We have started to explore detecting Cargo (red and blue balls) using our Jetson TX2. So far it looks really promising. I am starting this topic to share my experience, and hopefully learn from others.
I may post the steps we took, if there is interest from the community. But to get started, here are the resources that were critical to getting it working:
The first thing to know is that we are trying to do Object Detection (not Image Classification.)
The jetson-inference repo on GitHub has been our main resource. There are links at the bottom to YouTube videos. I found these to be the most helpful:
We tried training a model with Azure and exporting it as an ONNX model, but it didn’t seem to be compatible. If anyone else has had luck with this, or any other cloud provide, please share. In the meantime we are training the model on our Jetson TX2.
We tried using the Supervisely tool (as recommended by WPILib for use with Axon,) but the VOC data set we exported did not have the structure expected by the training tools. Instead of spending time troubleshooting we just switched to CVAT.
I have found that Roboflow has a good selection of export formats. I switched from Supervisely because I needed an easy way to export my dataset. They even have python code to download directly into a Jupyter notebook or just as a zip.
I was even able to import my Supervisely dataset and had minimal tweaking of the classification boxes.
We bought the TX2 in 2018 and never used it. I think it was around $400. Yes, it is FRC legal. There are very few rules for “custom circuits” beyond writing safety.
We are planning to use a Jetson Nano on the robot. We have a couple on order, but we had to resort to eBay for around $120 in a “kit” since they are out of stock at all the usual outlets.
Same issue here. We’re following a very similar course of action as you guys have with the jetson-inference repo. Purchased a Jetson Nano 2gb in the fall for R&D and now want to have it on the competition robot, but can’t find any Nanos in stock anywhere except for all the sketchy ebay listings and overpriced kits.
Crossing our fingers it comes back in stock soon somewhere but will most likely resort a kit as well.
How is detecting cargo at a distance going for you guys? For us we’ve been struggling to reliably detect cargo after about 2.5m.
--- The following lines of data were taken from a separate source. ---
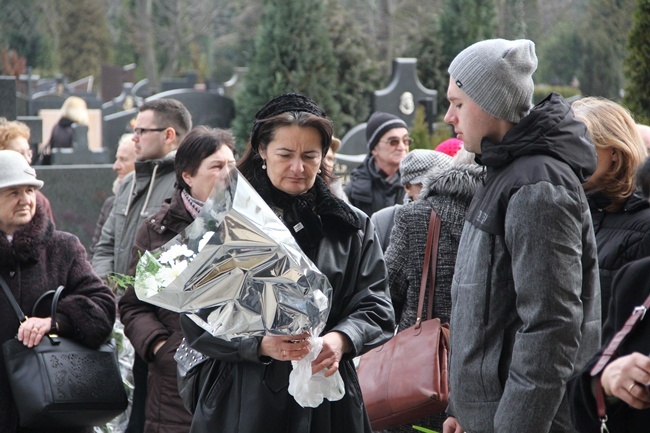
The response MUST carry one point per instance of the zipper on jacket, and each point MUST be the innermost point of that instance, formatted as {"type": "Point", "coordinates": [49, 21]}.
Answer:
{"type": "Point", "coordinates": [488, 284]}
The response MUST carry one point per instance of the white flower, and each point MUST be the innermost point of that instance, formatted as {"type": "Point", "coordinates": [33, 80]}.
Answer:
{"type": "Point", "coordinates": [176, 251]}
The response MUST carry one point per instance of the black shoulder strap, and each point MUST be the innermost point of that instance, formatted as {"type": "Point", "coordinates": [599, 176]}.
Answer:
{"type": "Point", "coordinates": [12, 300]}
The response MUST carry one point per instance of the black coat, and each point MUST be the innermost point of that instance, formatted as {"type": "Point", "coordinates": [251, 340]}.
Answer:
{"type": "Point", "coordinates": [622, 237]}
{"type": "Point", "coordinates": [630, 288]}
{"type": "Point", "coordinates": [245, 395]}
{"type": "Point", "coordinates": [41, 259]}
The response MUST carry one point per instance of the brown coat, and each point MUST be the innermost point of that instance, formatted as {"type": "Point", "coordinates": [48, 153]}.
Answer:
{"type": "Point", "coordinates": [41, 259]}
{"type": "Point", "coordinates": [145, 325]}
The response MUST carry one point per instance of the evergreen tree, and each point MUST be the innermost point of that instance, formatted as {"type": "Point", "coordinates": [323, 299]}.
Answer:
{"type": "Point", "coordinates": [513, 25]}
{"type": "Point", "coordinates": [464, 22]}
{"type": "Point", "coordinates": [84, 42]}
{"type": "Point", "coordinates": [605, 35]}
{"type": "Point", "coordinates": [293, 53]}
{"type": "Point", "coordinates": [637, 64]}
{"type": "Point", "coordinates": [559, 55]}
{"type": "Point", "coordinates": [358, 75]}
{"type": "Point", "coordinates": [431, 71]}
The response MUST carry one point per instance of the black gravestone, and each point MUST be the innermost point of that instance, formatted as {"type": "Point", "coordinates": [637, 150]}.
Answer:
{"type": "Point", "coordinates": [76, 194]}
{"type": "Point", "coordinates": [206, 108]}
{"type": "Point", "coordinates": [8, 97]}
{"type": "Point", "coordinates": [114, 125]}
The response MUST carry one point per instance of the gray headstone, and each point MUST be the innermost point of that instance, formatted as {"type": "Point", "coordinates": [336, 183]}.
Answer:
{"type": "Point", "coordinates": [79, 153]}
{"type": "Point", "coordinates": [8, 97]}
{"type": "Point", "coordinates": [76, 208]}
{"type": "Point", "coordinates": [404, 92]}
{"type": "Point", "coordinates": [124, 101]}
{"type": "Point", "coordinates": [206, 108]}
{"type": "Point", "coordinates": [35, 125]}
{"type": "Point", "coordinates": [114, 125]}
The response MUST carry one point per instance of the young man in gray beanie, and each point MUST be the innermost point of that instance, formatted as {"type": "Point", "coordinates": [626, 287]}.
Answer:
{"type": "Point", "coordinates": [375, 184]}
{"type": "Point", "coordinates": [525, 297]}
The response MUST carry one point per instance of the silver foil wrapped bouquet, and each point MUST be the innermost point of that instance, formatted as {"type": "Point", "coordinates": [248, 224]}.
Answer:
{"type": "Point", "coordinates": [237, 271]}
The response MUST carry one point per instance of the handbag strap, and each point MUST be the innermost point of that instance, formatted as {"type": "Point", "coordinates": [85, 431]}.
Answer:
{"type": "Point", "coordinates": [637, 315]}
{"type": "Point", "coordinates": [55, 302]}
{"type": "Point", "coordinates": [12, 300]}
{"type": "Point", "coordinates": [430, 263]}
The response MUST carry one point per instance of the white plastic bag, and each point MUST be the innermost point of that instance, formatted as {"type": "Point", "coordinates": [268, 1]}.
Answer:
{"type": "Point", "coordinates": [310, 390]}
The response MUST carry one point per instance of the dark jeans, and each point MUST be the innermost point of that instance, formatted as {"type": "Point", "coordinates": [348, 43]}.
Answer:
{"type": "Point", "coordinates": [136, 420]}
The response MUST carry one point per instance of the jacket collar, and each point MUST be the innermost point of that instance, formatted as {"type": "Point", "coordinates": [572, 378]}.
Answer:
{"type": "Point", "coordinates": [550, 129]}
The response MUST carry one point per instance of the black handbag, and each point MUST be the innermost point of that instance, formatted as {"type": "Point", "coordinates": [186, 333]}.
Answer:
{"type": "Point", "coordinates": [61, 383]}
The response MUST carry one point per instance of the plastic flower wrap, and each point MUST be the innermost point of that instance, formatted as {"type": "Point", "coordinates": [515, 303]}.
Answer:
{"type": "Point", "coordinates": [237, 271]}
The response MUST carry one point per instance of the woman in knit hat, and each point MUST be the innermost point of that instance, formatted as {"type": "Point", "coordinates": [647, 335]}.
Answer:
{"type": "Point", "coordinates": [246, 388]}
{"type": "Point", "coordinates": [35, 258]}
{"type": "Point", "coordinates": [375, 184]}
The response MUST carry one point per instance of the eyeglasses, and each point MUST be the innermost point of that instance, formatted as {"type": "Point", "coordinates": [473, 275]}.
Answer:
{"type": "Point", "coordinates": [394, 141]}
{"type": "Point", "coordinates": [140, 131]}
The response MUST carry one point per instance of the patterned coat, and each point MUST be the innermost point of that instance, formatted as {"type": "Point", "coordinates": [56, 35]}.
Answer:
{"type": "Point", "coordinates": [449, 191]}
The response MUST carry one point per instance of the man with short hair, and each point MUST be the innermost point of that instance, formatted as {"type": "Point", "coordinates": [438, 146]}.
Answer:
{"type": "Point", "coordinates": [526, 295]}
{"type": "Point", "coordinates": [375, 184]}
{"type": "Point", "coordinates": [159, 128]}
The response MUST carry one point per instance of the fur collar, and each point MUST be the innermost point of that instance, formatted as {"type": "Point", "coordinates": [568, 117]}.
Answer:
{"type": "Point", "coordinates": [459, 180]}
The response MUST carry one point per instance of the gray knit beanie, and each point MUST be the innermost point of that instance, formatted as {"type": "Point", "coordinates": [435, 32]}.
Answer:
{"type": "Point", "coordinates": [498, 75]}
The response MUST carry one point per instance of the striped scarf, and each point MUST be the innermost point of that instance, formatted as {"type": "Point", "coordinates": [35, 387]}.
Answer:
{"type": "Point", "coordinates": [192, 205]}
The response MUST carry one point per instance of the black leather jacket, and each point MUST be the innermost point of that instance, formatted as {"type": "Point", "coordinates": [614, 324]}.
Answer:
{"type": "Point", "coordinates": [369, 190]}
{"type": "Point", "coordinates": [242, 393]}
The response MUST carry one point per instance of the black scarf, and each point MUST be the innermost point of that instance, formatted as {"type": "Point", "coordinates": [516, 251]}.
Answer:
{"type": "Point", "coordinates": [309, 215]}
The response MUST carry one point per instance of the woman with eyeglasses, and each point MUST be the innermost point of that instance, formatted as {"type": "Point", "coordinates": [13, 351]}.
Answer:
{"type": "Point", "coordinates": [375, 184]}
{"type": "Point", "coordinates": [14, 135]}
I’ll be testing out some other ideas for increasing this effective distance this week but just wondering if you have figured out a solution to this sort of issue already!
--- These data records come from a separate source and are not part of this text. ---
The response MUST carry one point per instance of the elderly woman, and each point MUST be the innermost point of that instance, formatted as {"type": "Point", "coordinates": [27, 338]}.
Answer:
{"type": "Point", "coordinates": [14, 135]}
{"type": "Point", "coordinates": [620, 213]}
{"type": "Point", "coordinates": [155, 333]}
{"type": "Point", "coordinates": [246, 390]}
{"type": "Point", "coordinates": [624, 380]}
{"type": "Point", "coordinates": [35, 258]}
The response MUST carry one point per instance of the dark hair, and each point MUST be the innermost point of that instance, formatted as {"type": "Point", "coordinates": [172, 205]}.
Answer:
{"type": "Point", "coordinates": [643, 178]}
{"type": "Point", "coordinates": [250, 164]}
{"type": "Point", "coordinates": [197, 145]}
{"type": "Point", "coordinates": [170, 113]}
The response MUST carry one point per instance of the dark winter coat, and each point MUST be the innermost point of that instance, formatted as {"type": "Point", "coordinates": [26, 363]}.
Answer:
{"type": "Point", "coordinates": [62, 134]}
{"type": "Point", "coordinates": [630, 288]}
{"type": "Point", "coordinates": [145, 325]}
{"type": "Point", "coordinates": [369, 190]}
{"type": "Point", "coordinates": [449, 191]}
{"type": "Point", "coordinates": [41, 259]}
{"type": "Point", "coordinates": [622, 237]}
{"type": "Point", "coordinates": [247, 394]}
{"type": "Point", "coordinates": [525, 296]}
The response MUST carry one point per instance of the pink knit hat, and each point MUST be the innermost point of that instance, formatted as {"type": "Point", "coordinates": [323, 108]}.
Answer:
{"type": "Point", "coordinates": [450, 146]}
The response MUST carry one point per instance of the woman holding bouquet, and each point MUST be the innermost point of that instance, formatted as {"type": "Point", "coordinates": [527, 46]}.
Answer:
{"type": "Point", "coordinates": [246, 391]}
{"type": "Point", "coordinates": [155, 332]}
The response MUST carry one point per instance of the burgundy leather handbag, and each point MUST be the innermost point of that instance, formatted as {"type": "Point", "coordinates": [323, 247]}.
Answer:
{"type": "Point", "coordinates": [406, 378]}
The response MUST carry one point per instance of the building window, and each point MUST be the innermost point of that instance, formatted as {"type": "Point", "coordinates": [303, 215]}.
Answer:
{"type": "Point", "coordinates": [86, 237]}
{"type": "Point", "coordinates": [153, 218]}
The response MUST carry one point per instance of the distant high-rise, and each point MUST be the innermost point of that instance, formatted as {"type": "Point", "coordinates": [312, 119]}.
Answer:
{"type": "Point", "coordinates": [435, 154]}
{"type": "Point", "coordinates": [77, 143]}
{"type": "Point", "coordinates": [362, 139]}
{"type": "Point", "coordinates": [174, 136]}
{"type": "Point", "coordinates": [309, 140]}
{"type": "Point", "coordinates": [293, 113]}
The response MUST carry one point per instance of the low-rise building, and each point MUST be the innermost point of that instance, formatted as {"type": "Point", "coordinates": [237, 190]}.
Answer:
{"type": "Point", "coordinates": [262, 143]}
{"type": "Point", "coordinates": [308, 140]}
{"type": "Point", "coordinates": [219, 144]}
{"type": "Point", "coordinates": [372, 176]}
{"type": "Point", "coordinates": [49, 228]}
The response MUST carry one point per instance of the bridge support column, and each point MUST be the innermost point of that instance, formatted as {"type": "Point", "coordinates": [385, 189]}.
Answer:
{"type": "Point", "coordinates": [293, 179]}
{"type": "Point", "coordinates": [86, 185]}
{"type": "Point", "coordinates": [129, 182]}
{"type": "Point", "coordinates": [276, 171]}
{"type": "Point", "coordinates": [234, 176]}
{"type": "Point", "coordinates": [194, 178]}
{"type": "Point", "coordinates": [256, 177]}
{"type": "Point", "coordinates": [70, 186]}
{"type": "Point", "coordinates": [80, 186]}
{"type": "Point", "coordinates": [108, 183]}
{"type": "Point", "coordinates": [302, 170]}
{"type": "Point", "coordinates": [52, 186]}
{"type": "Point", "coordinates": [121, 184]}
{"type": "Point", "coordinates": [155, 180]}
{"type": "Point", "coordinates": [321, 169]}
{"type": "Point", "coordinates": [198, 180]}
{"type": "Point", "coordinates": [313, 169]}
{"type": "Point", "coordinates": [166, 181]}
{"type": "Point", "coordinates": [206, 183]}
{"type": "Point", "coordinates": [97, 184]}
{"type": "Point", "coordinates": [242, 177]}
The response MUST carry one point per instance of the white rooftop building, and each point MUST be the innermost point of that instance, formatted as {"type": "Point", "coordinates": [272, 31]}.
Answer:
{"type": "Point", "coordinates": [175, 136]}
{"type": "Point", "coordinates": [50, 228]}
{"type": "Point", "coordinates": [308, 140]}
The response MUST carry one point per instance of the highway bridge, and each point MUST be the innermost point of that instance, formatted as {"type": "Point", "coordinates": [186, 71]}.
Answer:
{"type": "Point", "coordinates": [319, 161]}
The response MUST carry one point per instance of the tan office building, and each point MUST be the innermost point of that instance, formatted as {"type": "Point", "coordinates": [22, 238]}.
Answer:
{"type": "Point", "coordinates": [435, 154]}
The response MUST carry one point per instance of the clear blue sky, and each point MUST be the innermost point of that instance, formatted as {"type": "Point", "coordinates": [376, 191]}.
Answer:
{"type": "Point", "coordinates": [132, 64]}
We’re seeing similar results, but it might be good enough for our purpose.
Apparently, with the defaults the model is trained and detection runs at 300x300 pixels, so that explains why it becomes difficult to see distant objects. I’m currently working on training our model at 512x512 to see how it performs.
Ha! Seems like we’re right on the same course as each other!
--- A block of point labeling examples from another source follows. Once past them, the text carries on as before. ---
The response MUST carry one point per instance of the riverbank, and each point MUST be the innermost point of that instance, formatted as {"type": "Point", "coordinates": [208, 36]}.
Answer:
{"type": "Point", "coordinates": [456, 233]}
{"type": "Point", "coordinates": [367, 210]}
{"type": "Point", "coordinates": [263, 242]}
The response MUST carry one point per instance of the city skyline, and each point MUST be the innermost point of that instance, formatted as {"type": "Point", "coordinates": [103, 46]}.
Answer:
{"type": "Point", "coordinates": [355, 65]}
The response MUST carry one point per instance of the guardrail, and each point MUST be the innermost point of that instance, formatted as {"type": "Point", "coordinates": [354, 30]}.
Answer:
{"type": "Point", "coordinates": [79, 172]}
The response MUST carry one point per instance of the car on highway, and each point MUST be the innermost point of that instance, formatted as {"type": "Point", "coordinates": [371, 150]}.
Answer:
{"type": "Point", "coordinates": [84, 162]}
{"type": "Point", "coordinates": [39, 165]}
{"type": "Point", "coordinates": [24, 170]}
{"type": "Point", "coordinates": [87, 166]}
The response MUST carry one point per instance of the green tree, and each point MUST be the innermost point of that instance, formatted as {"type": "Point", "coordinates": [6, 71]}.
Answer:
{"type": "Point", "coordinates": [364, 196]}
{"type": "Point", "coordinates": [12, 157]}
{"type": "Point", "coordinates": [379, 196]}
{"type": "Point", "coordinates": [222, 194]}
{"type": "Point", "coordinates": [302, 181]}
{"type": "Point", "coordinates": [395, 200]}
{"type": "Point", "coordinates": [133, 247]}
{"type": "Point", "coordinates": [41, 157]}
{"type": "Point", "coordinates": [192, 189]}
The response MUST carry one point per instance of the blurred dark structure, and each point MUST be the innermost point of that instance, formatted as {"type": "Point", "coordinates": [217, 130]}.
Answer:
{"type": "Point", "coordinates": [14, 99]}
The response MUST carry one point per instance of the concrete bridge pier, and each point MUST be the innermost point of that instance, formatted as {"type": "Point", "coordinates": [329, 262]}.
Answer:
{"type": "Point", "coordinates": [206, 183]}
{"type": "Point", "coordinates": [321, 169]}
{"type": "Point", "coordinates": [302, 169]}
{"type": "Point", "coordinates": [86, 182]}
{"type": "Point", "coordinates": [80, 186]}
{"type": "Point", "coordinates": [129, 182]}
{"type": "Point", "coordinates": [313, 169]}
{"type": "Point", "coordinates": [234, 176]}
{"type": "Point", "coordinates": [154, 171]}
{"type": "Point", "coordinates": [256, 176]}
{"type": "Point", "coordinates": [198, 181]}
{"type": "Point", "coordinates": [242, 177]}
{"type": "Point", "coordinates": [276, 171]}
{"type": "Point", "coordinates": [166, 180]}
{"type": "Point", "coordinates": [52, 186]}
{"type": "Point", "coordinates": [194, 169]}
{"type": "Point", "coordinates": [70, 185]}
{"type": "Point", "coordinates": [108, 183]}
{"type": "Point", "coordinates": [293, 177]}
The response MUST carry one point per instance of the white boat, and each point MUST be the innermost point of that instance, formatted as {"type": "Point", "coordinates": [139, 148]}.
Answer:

I tried modifying the training config for 512x512 yesterday afternoon and it yielded significantly better results. 12-15 feet detection was working much better, but my concern now with 512x512 is the reduced performance. ~15fps is what I was getting on 512x512 without a output preview.
Pretty similar. The 300x300 network itself was taking about 32ms per image(CPU ops with CUDA ops at ~20ms), but actual FPS was between 25-30fps without preview.
The preview tool I have written seemed to drop fps to about 20 fps at 300x300, as I have it running in a separate thread and rate-limited so it only writes an image to the MJPG stream every few frames.
I am streaming the preview with CameraServer so I can view it on the driver station. I’m running on the same thread and not dropping any frames. With preview I’m getting about 25 fps at 300x300.
We’ve been doing pretty well with our Jetson Nano 2GB. At first we tried to use Axon to train a model with data labeled on supervise.ly, but then noticed that Axon was training both the red and blue balls with the same tag, even though we’d labeled red and blue separately in our training data.
After this, we started just training our models using supervise.ly by connecting a Windows machine w/graphics card via WSL. We tried SSD MobileNetV2, but ended up settling on YOLO v3 Tiny due to its better performance.
Don’t remember the performance off the top of my head, but inferencing was running at ~18 FPS (with image preview) with an input image of 640x480. Pretty good detection as well, out to 20+ feet.
Our current roadblock is actually sending the data back to the roboRIO now. Ideally we want to send the detected objects over NetworkTables, but we can’t find good documentation about using NetworkTables in C++ on a coprocessor. Has anyone dealt with this issue before?
We’re currently using an input image at 1280x720 and getting 25 fps with our whole pipeline. I would use a lower resolution image, but 720 gives us the right field-of-view (FOV) with the camera we’re using. We found that the input image size doesn’t matter much for detection speed since it scales the image down anyway. The FOV has the biggest impact on how far away objects are detected because larger FOV means objects appear smaller at a closer distance.
I have used NetworkTables on a coprocessor with Java and Python, but not C++. If I was going to give C++ a try I would probably start with this test in the ntcore code. Good luck!
Sounds like an interesting thing to try! How bad is the delay from the Jetson to the dashboard for you with the cameraserver?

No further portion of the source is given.